Jimmy glanced left, then right. Stoler’s soldiers were everywhere.
“Jimmy, there,” said Gabi, pulling at his sleeve. “You see it?”
She was pointing at a man who was trying to guide a flock of sheep away from the turmoil. The big dumb animals were bleating irritably, but reluctantly obeying their shepherd’s pushing and prodding.
Gabi ran for the flock, and before Jimmy had a solid idea of what she had in mind, she was ducking down onto all fours and crawling into the middle of the flock.
He shook his head, laughing.
“God, I love that woman.”
And then he jumped down onto all fours and crawled after her.
 
 
Watching Nate gawk at the vendors and the hookers and the crowds of people, Richardson had to laugh. The man was acting like they’d landed on Sunset Strip back in its heyday, instead of some run-down flea market at the edge of a dead world. Nate’s reaction was humorous to watch, but also a little sad once Richardson really thought about it. This is what they had been reduced to. Places like Herculaneum had become their Mecca, their temples. Good God, he thought, have we really fallen so far as all that, where even our dreams are small?
“Keep an eye out for the girls,” Richardson said, adjusting the pair of packs on his shoulders. The rifles and the ammunition were surprisingly heavy when you had to carry them all day.
Nate chuckled. “Dude, I see a couple of them right now.”
They were almost to the docks, where ten battered trawlers rocked gently in the river’s current. Richardson looked back at Nate and saw him waving to a pair of rough-looking women whose occupation was obvious at a glance.
“Seriously?” Richardson said. “After what just happened, you haven’t learned your lesson?”
“What?” Nate said. His smile was huge. He was really enjoying this. “You know how long it’s been since I got laid?”
“No idea,” Richardson muttered, and thought: And I don’t care so please don’t tell me, even though I know you’re about to.
“Yeah, well, I don’t know, either. And brother, that’s too long.”

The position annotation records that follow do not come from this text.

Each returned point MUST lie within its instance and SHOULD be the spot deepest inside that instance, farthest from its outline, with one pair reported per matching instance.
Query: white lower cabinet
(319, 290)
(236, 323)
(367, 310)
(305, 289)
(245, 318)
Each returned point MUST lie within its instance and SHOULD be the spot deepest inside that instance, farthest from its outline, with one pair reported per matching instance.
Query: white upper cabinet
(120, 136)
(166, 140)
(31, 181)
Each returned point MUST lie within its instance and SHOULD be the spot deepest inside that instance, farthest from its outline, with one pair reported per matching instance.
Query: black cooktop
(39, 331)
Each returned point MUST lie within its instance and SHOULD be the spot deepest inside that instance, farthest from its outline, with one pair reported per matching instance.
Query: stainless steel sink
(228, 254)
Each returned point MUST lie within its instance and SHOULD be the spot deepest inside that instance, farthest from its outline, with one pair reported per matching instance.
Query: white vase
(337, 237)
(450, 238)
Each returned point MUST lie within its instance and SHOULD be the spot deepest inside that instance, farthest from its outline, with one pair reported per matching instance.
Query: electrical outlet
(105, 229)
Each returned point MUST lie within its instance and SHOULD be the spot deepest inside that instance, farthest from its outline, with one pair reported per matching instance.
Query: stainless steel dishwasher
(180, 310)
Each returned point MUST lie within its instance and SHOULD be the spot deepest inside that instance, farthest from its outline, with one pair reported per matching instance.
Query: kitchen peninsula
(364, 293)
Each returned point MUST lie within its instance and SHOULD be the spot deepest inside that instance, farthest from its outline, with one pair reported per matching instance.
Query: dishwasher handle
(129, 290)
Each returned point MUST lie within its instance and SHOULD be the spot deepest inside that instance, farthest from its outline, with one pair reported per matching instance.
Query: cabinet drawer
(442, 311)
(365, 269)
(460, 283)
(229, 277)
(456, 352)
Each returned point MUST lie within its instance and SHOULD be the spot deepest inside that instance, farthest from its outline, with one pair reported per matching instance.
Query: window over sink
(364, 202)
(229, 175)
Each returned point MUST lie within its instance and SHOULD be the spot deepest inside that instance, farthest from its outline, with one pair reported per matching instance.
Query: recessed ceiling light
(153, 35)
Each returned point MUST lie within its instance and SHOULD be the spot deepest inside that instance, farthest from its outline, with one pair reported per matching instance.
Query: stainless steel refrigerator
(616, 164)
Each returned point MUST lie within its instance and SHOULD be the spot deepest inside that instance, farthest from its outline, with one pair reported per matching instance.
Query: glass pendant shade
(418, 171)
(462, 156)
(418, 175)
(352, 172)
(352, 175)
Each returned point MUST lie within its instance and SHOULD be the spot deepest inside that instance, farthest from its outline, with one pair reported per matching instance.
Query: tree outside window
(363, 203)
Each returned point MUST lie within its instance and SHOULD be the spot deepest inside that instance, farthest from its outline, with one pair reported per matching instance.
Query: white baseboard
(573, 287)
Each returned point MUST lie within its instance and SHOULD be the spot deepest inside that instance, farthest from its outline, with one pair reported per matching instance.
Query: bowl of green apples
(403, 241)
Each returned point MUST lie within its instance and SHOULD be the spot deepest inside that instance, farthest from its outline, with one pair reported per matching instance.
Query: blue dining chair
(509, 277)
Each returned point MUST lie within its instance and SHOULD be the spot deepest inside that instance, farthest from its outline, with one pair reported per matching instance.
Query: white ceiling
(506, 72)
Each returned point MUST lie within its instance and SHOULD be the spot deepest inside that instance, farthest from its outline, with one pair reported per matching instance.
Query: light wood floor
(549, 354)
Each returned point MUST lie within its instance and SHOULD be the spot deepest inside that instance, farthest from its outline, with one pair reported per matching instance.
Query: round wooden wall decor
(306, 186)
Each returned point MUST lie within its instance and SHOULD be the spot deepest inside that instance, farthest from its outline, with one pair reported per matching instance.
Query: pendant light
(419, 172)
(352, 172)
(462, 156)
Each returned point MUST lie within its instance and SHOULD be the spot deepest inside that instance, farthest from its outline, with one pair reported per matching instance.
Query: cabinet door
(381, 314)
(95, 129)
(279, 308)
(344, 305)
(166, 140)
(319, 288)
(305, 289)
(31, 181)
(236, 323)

Richardson smiled perfunctorily at him, then went back to scanning the riverbank, hoping to catch some sight of Sylvia Carnes and Avery Harper. The market thinned out quite a bit this close to the docks. He saw a few vegetable stands and the occasional flock of turkeys or sheep or goats, but no sign of the women. He was worried about the squad of soldiers from Ken Stoler’s compound who were standing on the dock, but he and Nate had bought the women a change of clothes that he hoped would make it easier for them to sneak onboard the
Sugar Jane
. They’d play it by ear, adjust as needed.
“How long’s it been for you?” Nate said.
“Huh?”
“How long’s it been since you, you know?” Nate clicked his tongue suggestively.
Richardson rolled his eyes. He had no desire to fill Nate in on the details of his sex life, just as he had no desire to think of how little there was of it to tell about. The last sexual encounter he’d had was in the winter, three years earlier. He’d been sleeping in a tent next to a road outside of Laramie, Nebraska, a foot of snow on the ground outside. A woman had come along. She was too skinny, too hungry-looking to be attractive, but she needed shelter, and food, and Richardson had enough of both to spare. He let her stay, and they slept side by side in his sleeping bag, cuddling each other, not for the thrill of it, but for warmth. Richardson had gone straight to sleep, not expecting the woman to give up anything in exchange for his kindness; but he woke with her stroking his cock with her hand, tugging on him until he came. It had been an empty, pathetic scene, devoid of passion. He hadn’t made a sound. They hadn’t even kissed. He never knew her name.